Should we revert for now?

I think we're fine with the fix (#3056 should cover it)

I think I've identified the problem. We're comparing all patches, which makes it possible to encounter a non-hashable value.

Looks perfect, thank you!

[sbueringer]

Quick feedback. The panic is fixed 🎉

I'm just hitting another issue in Cluster API. Not sure yet if that is something that we should care about in CR

API field:

	// imageTag allows to specify a tag for the image.
	// +optional
	ImageTag string `json:"imageTag,omitempty"`

Through a combination of unexpected behavior, we're trying to set this field to null via one of our CAPI controllers:

  "local" : {
    "imageTag" : null
  }

Before this change: our defaulting/mutating webhook generated this patch operation:

Operation: remove
Path: /spec/kubeadmConfigSpec/clusterConfiguration/dns/imageTag

=> The result was that the field was removed before CR validation

After this change: this patch operation is dropped by dropSchemeRemovals => The result is that imageTag stays null => Because the field is not nullable we end up with

failed to create KubeadmControlPlane.controlplane.cluster.x-k8s.io:
        FieldValueTypeInvalid: spec.kubeadmConfigSpec.clusterConfiguration.etcd.local.imageTag:
        Invalid value: "null": spec.kubeadmConfigSpec.clusterConfiguration.etcd.local.imageTag in body must be of type string

[alculquicondor]

It looks like WAI, from the name of the defaulter option removeUnknownOrOmitableFields.

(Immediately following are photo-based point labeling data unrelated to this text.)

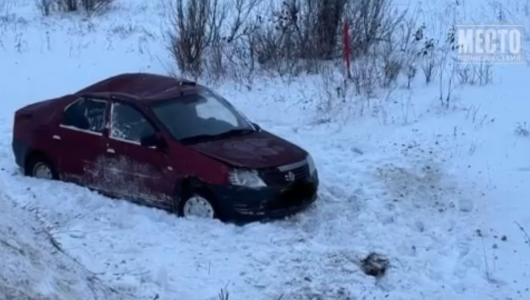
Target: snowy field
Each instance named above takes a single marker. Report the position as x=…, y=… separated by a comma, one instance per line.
x=443, y=193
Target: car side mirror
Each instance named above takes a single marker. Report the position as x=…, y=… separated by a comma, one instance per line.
x=153, y=141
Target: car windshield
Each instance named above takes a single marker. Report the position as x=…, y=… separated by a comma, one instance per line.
x=202, y=116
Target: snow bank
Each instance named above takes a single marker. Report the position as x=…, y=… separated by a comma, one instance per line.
x=34, y=265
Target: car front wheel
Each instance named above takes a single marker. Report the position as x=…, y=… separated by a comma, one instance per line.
x=42, y=168
x=197, y=206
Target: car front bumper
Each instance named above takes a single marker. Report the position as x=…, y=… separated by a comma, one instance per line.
x=244, y=204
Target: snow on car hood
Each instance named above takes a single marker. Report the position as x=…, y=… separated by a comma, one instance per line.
x=257, y=150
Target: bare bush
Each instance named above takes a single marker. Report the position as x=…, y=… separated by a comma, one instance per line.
x=475, y=74
x=245, y=38
x=91, y=7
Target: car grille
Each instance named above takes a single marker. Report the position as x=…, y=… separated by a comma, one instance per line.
x=286, y=175
x=294, y=196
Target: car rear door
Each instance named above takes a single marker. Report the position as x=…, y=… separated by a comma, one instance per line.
x=135, y=171
x=80, y=140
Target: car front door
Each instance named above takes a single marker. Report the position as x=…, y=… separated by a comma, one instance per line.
x=136, y=171
x=80, y=140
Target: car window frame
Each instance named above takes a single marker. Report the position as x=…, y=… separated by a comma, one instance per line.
x=139, y=110
x=90, y=98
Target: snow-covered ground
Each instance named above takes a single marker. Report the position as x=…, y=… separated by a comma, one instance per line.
x=443, y=193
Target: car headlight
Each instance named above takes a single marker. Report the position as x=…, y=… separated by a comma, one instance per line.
x=246, y=178
x=311, y=165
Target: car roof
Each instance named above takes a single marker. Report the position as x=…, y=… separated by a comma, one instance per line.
x=145, y=87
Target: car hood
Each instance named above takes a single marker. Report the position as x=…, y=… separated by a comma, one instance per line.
x=260, y=149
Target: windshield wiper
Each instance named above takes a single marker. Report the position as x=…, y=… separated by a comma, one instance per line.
x=235, y=132
x=209, y=137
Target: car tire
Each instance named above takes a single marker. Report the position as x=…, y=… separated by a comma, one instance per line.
x=39, y=166
x=197, y=204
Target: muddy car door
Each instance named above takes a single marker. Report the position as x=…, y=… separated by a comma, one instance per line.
x=134, y=171
x=79, y=139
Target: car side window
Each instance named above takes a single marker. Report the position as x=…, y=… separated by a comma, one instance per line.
x=129, y=124
x=85, y=114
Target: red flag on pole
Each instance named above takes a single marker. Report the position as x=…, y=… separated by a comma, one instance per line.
x=346, y=42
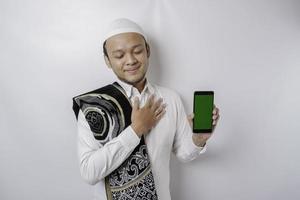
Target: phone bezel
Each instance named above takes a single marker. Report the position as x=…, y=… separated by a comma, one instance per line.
x=202, y=93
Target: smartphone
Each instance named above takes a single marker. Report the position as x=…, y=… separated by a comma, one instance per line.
x=203, y=108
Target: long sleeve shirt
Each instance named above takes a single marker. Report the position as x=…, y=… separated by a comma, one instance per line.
x=171, y=134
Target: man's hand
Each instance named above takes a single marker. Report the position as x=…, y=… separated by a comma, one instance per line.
x=143, y=119
x=201, y=138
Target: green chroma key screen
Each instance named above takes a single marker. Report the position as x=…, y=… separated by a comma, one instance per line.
x=203, y=108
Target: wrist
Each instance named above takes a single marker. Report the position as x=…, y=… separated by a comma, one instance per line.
x=137, y=130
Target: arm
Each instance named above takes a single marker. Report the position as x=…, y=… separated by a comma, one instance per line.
x=183, y=145
x=97, y=161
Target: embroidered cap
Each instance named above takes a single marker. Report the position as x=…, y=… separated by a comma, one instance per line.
x=123, y=25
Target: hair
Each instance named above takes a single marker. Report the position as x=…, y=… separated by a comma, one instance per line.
x=106, y=54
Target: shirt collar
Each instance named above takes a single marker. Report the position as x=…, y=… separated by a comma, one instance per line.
x=129, y=88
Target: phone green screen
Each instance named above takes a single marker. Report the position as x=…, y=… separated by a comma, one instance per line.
x=203, y=108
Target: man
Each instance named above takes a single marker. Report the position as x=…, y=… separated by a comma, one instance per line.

It's a bug in the CAPI controller that happened to be masked by the webhook implementation details. I wonder why the CAPI controller sets null, tho. Doesn't it use the go types that are marked with omitempty?

[sbueringer]

I agree. The behavior of the defaulter is exactly as expected.

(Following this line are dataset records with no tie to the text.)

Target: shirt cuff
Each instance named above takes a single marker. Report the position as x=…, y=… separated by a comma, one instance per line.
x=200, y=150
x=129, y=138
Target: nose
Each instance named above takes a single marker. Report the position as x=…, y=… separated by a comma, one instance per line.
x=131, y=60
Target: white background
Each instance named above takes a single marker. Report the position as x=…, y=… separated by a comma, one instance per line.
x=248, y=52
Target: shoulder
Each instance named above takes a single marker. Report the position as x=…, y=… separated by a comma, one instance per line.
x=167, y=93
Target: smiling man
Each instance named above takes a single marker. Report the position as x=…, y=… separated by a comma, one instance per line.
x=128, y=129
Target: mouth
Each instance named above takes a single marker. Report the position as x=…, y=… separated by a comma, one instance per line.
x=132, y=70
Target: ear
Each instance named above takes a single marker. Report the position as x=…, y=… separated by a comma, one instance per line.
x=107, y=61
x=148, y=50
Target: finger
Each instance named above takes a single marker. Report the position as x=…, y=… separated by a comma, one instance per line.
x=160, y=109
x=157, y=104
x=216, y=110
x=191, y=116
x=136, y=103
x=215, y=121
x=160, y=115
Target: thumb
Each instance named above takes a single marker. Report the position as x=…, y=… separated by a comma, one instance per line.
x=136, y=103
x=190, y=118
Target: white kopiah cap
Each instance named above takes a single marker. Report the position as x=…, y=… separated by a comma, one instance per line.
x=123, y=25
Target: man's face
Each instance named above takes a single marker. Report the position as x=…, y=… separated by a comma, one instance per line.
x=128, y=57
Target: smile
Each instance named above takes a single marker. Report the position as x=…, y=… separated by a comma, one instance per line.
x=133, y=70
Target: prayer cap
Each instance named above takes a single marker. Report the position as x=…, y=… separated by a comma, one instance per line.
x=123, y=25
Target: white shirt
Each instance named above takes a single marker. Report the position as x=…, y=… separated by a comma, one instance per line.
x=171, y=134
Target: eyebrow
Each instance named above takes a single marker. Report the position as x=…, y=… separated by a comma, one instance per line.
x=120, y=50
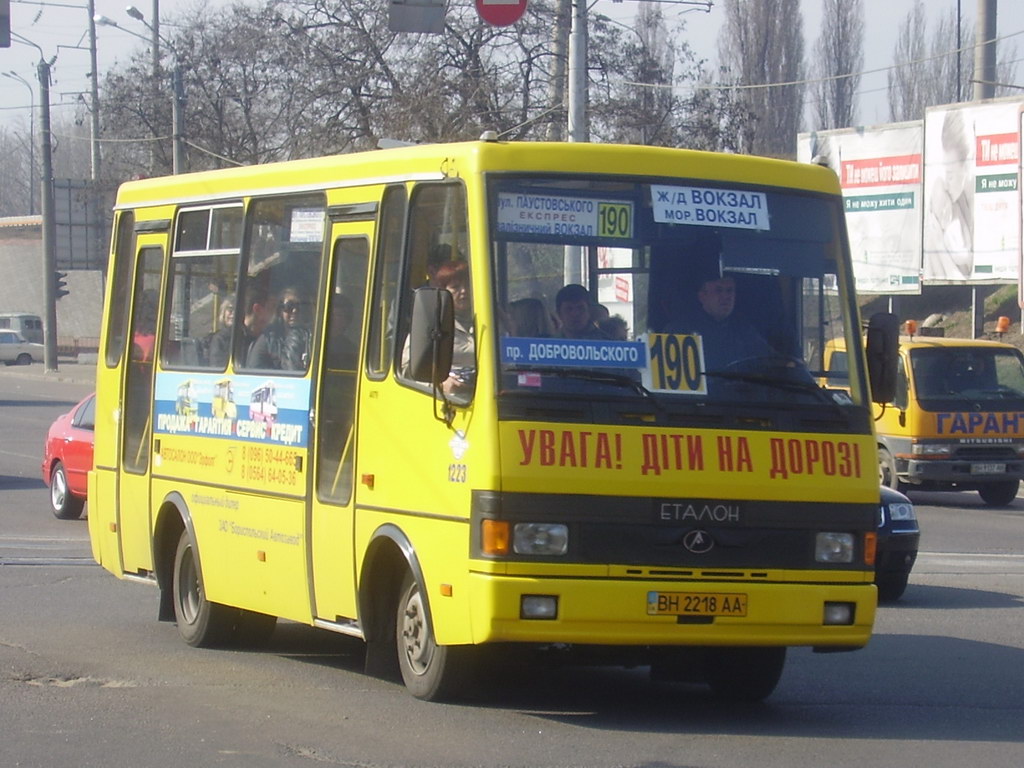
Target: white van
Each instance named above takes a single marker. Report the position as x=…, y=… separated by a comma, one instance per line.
x=30, y=326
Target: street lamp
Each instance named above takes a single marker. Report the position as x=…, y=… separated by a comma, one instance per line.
x=177, y=101
x=32, y=137
x=47, y=206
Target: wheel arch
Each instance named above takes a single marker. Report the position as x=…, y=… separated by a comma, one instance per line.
x=173, y=517
x=389, y=555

CAPI has a controller that has to work with unstructured and in some cases it sets the field (unintentionally) to nil instead of an empty string.

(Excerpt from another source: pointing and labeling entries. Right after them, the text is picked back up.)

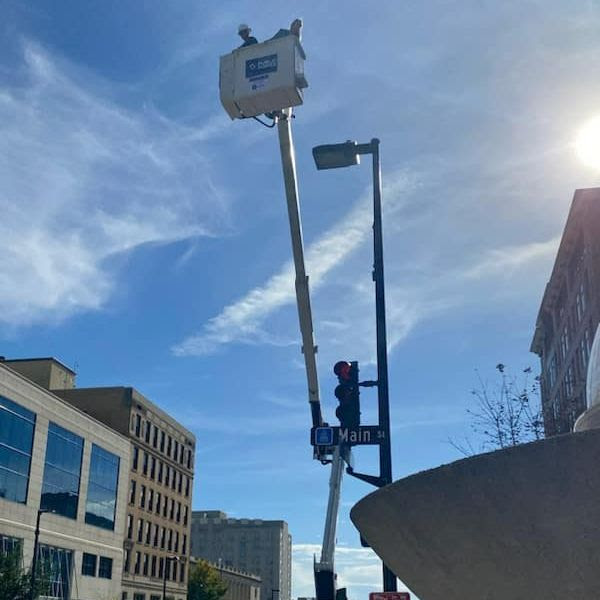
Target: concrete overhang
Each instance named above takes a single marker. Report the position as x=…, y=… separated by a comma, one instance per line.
x=521, y=523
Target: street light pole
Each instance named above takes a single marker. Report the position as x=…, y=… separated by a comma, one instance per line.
x=385, y=453
x=334, y=156
x=36, y=540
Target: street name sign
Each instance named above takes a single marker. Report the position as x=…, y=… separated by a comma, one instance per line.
x=389, y=596
x=365, y=435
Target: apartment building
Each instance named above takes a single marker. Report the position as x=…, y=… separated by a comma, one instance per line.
x=569, y=315
x=253, y=545
x=160, y=473
x=70, y=471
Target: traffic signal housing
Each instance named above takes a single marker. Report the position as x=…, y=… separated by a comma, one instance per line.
x=348, y=394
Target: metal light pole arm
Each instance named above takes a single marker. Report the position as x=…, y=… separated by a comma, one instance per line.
x=309, y=349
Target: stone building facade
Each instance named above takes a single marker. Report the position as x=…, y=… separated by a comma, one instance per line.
x=159, y=479
x=569, y=314
x=72, y=470
x=253, y=545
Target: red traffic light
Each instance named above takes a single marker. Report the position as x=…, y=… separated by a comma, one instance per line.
x=342, y=369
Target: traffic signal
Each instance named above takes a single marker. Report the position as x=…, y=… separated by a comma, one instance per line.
x=348, y=394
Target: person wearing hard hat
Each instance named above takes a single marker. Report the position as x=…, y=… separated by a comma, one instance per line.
x=244, y=32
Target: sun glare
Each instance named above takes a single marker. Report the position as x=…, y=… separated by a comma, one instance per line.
x=587, y=143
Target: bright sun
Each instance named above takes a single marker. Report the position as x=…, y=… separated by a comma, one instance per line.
x=587, y=143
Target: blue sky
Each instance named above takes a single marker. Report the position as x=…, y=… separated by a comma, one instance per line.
x=146, y=240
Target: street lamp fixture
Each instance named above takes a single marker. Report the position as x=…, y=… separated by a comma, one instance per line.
x=168, y=559
x=334, y=156
x=36, y=540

I'm only wondering how many folks we break that are in a similar situation as CAPI. CAPI itself is not a problem, I can deal with this there by setting the option. I think I have to set it because we can't make a change like this within an API version in CAPI (there are many tools/products built on top of CAPI and they shouldn't suddenly start failing with issues like this). If I don't set the option the behavior of our API changes. Values that have been (unintentionally) valid before are suddenly invalid.

[alculquicondor]

We did make the change opt-out. I think it's reasonable to make it opt-in for a few releases, have a deprecation note and eventually remove it.